I am an Anthropology and Classics double major with a minor in Museum Studies from Cedar Park, Texas. I am planning on pursuing a PhD in History. When I am not in the lab, you can find me at Texas A&M's Historical Society meetings, watching Netflix, knitting, or painting.
I began working in the Shipwrecks of the Americas Lab in the Anthropology building as an artifact documenter in the Fall of 2017 as a freshman. Later that same semester, the Anthropology Department's Graduate-Undergraduate Mentor Program started up and I decided to join under the supervision of Carolyn Kennedy, who I was already documenting for. With her and Dr. Kevin Crisman, I tracked the spread of cholera throughout the United States in 1832 via steamboats and gave a presentation over it at the 2019 Society of Historical Archaeology Conference.
These connections led to another graduate student, Julia Herbst, asking if I would join her on the City Place Schooner Project in Toronto in Summer 2018. In the summer of 2019, I went to Fort Ticonderoga in New York to help graduate student Dan Bishop in his survey of Lake Champlain.
Starting that same summer, I began working at the Conservation Research Lab on our RELLIS campus. I've mainly worked on the conservation, documentation, and shipping of the CSS Georgia, a Confederate ironclad warship. I'm still working out there, even during the school year!

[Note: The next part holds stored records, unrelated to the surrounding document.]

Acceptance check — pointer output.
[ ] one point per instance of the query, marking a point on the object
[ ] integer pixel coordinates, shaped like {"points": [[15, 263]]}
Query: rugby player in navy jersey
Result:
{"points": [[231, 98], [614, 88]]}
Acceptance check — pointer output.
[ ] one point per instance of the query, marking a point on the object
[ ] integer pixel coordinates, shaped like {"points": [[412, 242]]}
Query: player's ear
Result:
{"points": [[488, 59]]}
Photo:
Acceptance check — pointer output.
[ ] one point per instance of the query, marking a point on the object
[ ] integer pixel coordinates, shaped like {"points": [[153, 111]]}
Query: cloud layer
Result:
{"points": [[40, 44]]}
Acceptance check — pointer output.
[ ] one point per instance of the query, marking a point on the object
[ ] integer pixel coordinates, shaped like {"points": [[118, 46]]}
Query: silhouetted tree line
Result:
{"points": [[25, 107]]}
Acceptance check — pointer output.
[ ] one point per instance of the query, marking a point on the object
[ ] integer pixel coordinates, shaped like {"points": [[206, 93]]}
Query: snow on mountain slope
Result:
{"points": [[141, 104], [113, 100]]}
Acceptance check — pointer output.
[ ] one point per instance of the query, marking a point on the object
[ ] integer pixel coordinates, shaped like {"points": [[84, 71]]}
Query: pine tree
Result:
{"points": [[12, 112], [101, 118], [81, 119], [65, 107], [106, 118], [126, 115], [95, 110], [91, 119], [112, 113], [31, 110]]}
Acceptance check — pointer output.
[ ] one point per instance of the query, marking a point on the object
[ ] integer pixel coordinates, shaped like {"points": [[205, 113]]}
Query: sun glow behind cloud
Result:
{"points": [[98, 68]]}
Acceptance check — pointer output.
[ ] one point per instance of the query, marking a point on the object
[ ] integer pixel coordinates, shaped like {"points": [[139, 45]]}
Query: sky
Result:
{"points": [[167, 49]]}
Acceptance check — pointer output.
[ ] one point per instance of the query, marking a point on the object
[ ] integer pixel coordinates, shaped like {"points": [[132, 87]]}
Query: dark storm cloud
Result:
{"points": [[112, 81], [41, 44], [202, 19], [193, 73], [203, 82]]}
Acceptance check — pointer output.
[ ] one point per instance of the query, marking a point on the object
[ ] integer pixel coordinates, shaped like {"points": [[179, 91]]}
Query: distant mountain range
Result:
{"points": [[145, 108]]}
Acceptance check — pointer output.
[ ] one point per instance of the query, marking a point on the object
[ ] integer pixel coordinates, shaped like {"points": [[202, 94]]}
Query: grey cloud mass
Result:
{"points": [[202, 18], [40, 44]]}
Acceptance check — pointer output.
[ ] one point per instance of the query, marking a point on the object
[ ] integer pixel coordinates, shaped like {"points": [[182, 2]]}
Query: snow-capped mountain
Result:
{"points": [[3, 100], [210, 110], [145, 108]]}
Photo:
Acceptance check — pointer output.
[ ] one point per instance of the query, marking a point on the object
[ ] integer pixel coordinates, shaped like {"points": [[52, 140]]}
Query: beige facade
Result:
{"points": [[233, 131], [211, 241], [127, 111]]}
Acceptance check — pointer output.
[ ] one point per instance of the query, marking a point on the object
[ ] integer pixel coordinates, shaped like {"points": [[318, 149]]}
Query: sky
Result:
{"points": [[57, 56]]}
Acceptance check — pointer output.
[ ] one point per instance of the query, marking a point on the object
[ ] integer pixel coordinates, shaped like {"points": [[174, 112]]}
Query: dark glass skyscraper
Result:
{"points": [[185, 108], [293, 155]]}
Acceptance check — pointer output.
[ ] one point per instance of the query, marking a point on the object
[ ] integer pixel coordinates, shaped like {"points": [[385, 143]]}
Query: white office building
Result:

With most of my research experience being historical nautical archaeology related, I decided to take quite a turn for my senior year and work on a project that is closer to what I hope to do in graduate school one day. I'm currently working under the supervision of Dr. Christoph Konrad and Dr. Deborah Carlson on analyzing Roman imperial numismatics (coins) depicting women related to the emperor. I hope to identify trends that are maintained or changed based on dynasties to inform upon how imperial women were used as propaganda in the Principate Period of the Roman Empire.